Gene expression profiles in muscle stratified by treatment and glycemia status. (A) Heat map showing means of log-transformed mRNA expression levels in the muscle stratified by treatment arm (control, 1xDTG, 5xDTG) and glycemia state (euglycemic (e) or hyperglycemic (h)).
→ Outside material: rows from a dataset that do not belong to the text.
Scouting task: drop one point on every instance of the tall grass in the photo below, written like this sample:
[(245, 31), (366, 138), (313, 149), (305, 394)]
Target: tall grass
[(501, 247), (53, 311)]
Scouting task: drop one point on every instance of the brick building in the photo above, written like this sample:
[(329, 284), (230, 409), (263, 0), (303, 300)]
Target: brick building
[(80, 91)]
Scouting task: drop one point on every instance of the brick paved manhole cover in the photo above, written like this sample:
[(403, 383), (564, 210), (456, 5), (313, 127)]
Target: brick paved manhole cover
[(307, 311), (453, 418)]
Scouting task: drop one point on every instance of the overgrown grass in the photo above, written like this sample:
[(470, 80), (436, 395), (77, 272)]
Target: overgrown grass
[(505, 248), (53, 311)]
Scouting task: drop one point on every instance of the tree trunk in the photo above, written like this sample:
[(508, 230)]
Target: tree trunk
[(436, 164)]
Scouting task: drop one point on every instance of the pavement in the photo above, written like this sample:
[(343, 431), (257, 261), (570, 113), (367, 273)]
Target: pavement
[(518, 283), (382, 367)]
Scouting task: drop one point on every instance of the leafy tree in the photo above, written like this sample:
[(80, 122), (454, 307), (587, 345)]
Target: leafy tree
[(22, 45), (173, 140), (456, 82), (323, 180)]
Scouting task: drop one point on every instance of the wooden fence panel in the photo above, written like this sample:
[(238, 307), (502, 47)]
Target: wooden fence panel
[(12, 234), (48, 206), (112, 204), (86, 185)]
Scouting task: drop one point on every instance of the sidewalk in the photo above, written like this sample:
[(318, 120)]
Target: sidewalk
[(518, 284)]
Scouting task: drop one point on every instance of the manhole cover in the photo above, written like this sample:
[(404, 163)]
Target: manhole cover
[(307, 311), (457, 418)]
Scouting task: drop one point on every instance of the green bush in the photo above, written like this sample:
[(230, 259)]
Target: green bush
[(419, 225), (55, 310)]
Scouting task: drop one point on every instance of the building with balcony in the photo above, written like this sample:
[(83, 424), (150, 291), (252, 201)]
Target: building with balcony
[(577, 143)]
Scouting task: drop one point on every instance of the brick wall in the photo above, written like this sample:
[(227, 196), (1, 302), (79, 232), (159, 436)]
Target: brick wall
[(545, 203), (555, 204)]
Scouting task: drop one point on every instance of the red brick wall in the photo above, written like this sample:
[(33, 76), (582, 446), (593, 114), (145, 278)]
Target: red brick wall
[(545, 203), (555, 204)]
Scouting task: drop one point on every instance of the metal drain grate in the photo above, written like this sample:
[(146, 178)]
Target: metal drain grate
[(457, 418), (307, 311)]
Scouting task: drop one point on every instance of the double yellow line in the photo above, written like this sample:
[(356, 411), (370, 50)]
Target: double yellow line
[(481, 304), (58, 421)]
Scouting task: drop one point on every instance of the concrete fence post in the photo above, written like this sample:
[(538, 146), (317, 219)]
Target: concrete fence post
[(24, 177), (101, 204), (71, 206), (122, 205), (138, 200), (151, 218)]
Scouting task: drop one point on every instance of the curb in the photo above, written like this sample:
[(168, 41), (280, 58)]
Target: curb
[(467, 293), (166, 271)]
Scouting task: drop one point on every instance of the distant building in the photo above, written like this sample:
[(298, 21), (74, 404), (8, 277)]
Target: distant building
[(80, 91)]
All control mice remained euglycemic. (B) Volcano plots showing mean difference for each group compared to control on the x-axis, and -log(q-value) on the y-axis for all genes. A positive mean difference indicates upregulation compared to control, a negative mean difference indicates downregulation compared to control. Anything above the horizontal dotted lines indicates significant difference. Statistical comparisons using false discovery rate of 10%. N = 6 for 1xDTG-euglycemic, N = 10 for 5xDTG-euglycemic, N = 6 for 1xDTG-hyperglycemic, N = 5 for 5xDTG-hyperglycemic.